HTC slaps back at Apple patent slap
'I'll see your tit and raise you a tat'
HTC has fought back against Apple's patent suit with - you guessed it - a patent suit.
"We are taking this action against Apple to protect our intellectual property, our industry partners, and most importantly our customers that use HTC phones," Jason Mackenzie, the company's VP for North America, said on Wednesday in a prepared statement.
Mackenzie's words were less feisty than those of Steve Jobs, who when Apple sued HTC issued a statement that said, in part: "We think competition is healthy, but competitors should create their own original technology, not steal ours."
If you're keeping score, Apple is suing HTC for infringement of 20 patents relating to the iPhone's UI, architecture, and hardware. HTC is now suing Apple for infringement of five of its patents, but it didn't say exactly which ones or what they cover.
HTC's action wasn't unexpected. After Apple filed suit against it this March, HTC said that it would "fully defend" itself and its interests. And as is becoming readily apparent, in matters of patent infringement, the best defense is a good offense.
Witness, for example, the Apple-Nokia patent spat. Nokia first sued Apple last October. Apple countersued Nokia in December. Later that month, Nokia ratcheted up its anti-Apple suit by adding more patents to its list and claiming that "virtually all" of Cupertino's products violated some Finoovian patent.
We wouldn't be surprised if the Apple-HTC spat takes somewhat the same course. ®
... isn't the entire justification behind the state endorsing a monopoly on behalf of an "inventor" that it somehow works out better for the public in the end? If so, how does this endless acrimony over utterly obvious "inventions" help?
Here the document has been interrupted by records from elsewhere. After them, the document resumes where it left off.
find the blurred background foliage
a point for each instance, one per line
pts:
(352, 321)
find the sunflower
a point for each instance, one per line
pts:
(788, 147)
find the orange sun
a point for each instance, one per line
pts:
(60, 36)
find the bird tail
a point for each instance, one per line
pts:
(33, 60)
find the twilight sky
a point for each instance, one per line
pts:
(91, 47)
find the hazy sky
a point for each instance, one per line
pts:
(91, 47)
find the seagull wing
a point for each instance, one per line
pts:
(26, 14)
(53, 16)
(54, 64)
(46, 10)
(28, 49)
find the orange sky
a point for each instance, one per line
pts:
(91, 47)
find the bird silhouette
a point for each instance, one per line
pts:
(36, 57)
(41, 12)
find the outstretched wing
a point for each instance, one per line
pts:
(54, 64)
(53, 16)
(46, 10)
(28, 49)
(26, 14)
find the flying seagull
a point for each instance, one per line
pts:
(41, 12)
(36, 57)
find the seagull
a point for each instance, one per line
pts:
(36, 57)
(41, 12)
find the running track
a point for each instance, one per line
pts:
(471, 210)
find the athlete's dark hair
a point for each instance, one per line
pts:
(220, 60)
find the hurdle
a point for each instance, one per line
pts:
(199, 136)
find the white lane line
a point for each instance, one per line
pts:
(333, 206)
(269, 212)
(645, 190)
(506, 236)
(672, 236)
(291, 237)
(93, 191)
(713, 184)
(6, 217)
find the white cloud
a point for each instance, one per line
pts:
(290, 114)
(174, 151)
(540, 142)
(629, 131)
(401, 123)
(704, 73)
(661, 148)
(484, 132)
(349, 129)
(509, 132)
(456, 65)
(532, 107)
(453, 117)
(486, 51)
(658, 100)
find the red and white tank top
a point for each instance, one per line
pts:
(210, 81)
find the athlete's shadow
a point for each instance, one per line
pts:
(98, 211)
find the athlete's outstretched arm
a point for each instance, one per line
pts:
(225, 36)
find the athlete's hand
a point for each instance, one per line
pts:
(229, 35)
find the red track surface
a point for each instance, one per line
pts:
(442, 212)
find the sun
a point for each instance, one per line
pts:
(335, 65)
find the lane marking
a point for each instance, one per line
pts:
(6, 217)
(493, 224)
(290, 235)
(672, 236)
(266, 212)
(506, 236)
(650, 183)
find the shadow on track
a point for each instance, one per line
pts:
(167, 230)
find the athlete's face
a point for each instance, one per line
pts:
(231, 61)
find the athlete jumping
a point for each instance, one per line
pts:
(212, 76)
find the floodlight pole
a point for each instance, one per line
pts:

I propose a new way of quantifying "obvious" for patents. If, when presented with the "problem" an invention purports to solve a small group of perfectly average 10 year olds can come up with the same "solution" the patent is thrown out. e.g.
Problem: Users can only move one thing around on the screen at a time
Kids: Just make it so they can move more than one thing at a time
Result: Goodbye to Apple's ludicrous multitouch patent
Problem: All the bits of a car don't talk to each other
Kids: Can't you put them all on a network like phones and computers and stuff
Result: Goodbye Microsoft's staggeringly stupid in car networking patent
It's said that when there's no more room in Hell...
....the lawyers will walk the Earth.
And the winners are.....
The Lawyers.....this really does just show that the patent system is broken.